Reviewed-by: Leo Liu <leo.liu@xxxxxxx>

> -----Original Message-----
> From: Dhume, Samir <Samir.Dhume@xxxxxxx>
> Sent: Friday, March 15, 2024 3:51 PM
> To: amd-gfx@xxxxxxxxxxxxxxxxxxxxx
> Cc: Dhume, Samir <Samir.Dhume@xxxxxxx>; Lazar, Lijo
> <Lijo.Lazar@xxxxxxx>; Wan, Gavin <Gavin.Wan@xxxxxxx>; Liu, Leo
> <Leo.Liu@xxxxxxx>; Deucher, Alexander <Alexander.Deucher@xxxxxxx>
> Subject: [PATCH v2 3/3] drm/amdgpu/jpeg: support for sriov cpx mode
>
> In SRIOV CPX mode, each VF has 4 jpeg engines. The even- numbered VFs point
> to JPEG0 block of the AID and the odd- numbered VFs point to the JPEG1 block.
>
>                     Even-numbered VFs     Odd numbered VFs
>
> VCN doorbell 0      VCN Decode ring       VCN Decode ring
> VCN doorbell 1-3      Reserved          Reserved
> VCN doorbell 4                JPEG0-0 ring
> VCN doorbell 5                JPEG0-1 ring
> VCN doorbell 6                JPEG0-2 ring
> VCN doorbell 7                JPEG0-3 ring
> VCN doorbell 8                            JPEG1-0 ring
> VCN doorbell 9                            JPEG1-1 ring
> VCN doorbell 10                           JPEG1-2 ring
> VCN doorbell 11                           JPEG1-3 ring
>
> Changes involve
> 1. sriov cpx mode - 4 rings
> 2. sriov cpx mode for odd numbered VFs - register correct src-ids (starting with
> JPEG4). Map src-id to correct instance in interrupt- handler.
>
> v2:
> 1. removed mmio access from interrupt handler. Use xcc_mask to detect cpx
> mode.
> 2. remove unneccessary sriov variables
>
> Signed-off-by: Samir Dhume <samir.dhume@xxxxxxx>
> ---
>  drivers/gpu/drm/amd/amdgpu/jpeg_v4_0_3.c | 60 +++++++++++++++++++++-
> --
>  1 file changed, 53 insertions(+), 7 deletions(-)
>
> diff --git a/drivers/gpu/drm/amd/amdgpu/jpeg_v4_0_3.c
> b/drivers/gpu/drm/amd/amdgpu/jpeg_v4_0_3.c
> index 32caeb37cef9..d95ca797412c 100644
> --- a/drivers/gpu/drm/amd/amdgpu/jpeg_v4_0_3.c
> +++ b/drivers/gpu/drm/amd/amdgpu/jpeg_v4_0_3.c
> @@ -68,6 +68,11 @@ static int jpeg_v4_0_3_early_init(void *handle)
>
>       adev->jpeg.num_jpeg_rings = AMDGPU_MAX_JPEG_RINGS;
>
> +     /* check for sriov cpx mode */
> +     if (amdgpu_sriov_vf(adev))
> +             if (adev->gfx.xcc_mask == 0x1)
> +                     adev->jpeg.num_jpeg_rings = 4;
> +
>       jpeg_v4_0_3_set_dec_ring_funcs(adev);
>       jpeg_v4_0_3_set_irq_funcs(adev);
>       jpeg_v4_0_3_set_ras_funcs(adev);
> @@ -87,11 +92,25 @@ static int jpeg_v4_0_3_sw_init(void *handle)
>       struct amdgpu_device *adev = (struct amdgpu_device *)handle;
>       struct amdgpu_ring *ring;
>       int i, j, r, jpeg_inst;
> +     bool sriov_cpx_odd = false;
> +
> +     /* check for sriov cpx mode odd/even numbered vfs */
> +     if (amdgpu_sriov_vf(adev)) {
> +             if (adev->gfx.xcc_mask == 0x1) {
> +                     if (adev->gfx.funcs->get_xcc_id(adev, 0) & 0x1)

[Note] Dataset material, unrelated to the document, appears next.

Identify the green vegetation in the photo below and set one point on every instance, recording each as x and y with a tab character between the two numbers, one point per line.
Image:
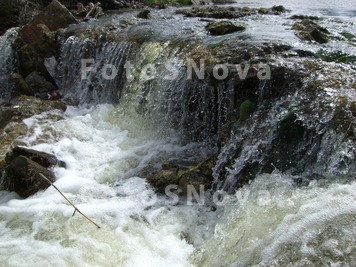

> +                             sriov_cpx_odd = true;
> +             }
> +     }
>
>       for (j = 0; j < adev->jpeg.num_jpeg_rings; ++j) {
>               /* JPEG TRAP */
> -             r = amdgpu_irq_add_id(adev, SOC15_IH_CLIENTID_VCN,
> +             if (!sriov_cpx_odd)
> +                     r = amdgpu_irq_add_id(adev,
> SOC15_IH_CLIENTID_VCN,
>                               amdgpu_ih_srcid_jpeg[j], &adev->jpeg.inst-
> >irq);
> +             else
> +                     r = amdgpu_irq_add_id(adev,
> SOC15_IH_CLIENTID_VCN,
> +                             amdgpu_ih_srcid_jpeg[j+4], &adev->jpeg.inst-
> >irq);
> +
>               if (r)
>                       return r;
>       }
> @@ -116,10 +135,14 @@ static int jpeg_v4_0_3_sw_init(void *handle)
>                                       (adev-
> >doorbell_index.vcn.vcn_ring0_1 << 1) +
>                                       1 + j + 9 * jpeg_inst;
>                       } else {
> -                             if (j < 4)
> +                             if ((j < 4) && (!sriov_cpx_odd))
>                                       ring->doorbell_index =
>                                               (adev-
> >doorbell_index.vcn.vcn_ring0_1 << 1) +
>                                               4 + j + 32 * jpeg_inst;
> +                             else if (sriov_cpx_odd)
> +                                     ring->doorbell_index =
> +                                             (adev-
> >doorbell_index.vcn.vcn_ring0_1 << 1) +
> +                                             12 + j + 32 * jpeg_inst;
>                               else
>                                       ring->doorbell_index =
>                                               (adev-
> >doorbell_index.vcn.vcn_ring0_1 << 1) + @@ -186,6 +209,7 @@ static int
> jpeg_v4_0_3_start_sriov(struct amdgpu_device *adev)
>       uint32_t size, size_dw, item_offset;
>       uint32_t init_status;
>       int i, j, jpeg_inst;
> +     bool cpx_odd = false;
>
>       struct mmsch_v4_0_cmd_direct_write
>               direct_wt = { {0} };
> @@ -197,6 +221,12 @@ static int jpeg_v4_0_3_start_sriov(struct
> amdgpu_device *adev)
>       end.cmd_header.command_type =
>               MMSCH_COMMAND__END;
>
> +     /* check for cpx mode odd/even numbered vf */
> +     if (adev->gfx.xcc_mask == 0x1) {
> +             if (adev->gfx.funcs->get_xcc_id(adev, 0) & 0x1)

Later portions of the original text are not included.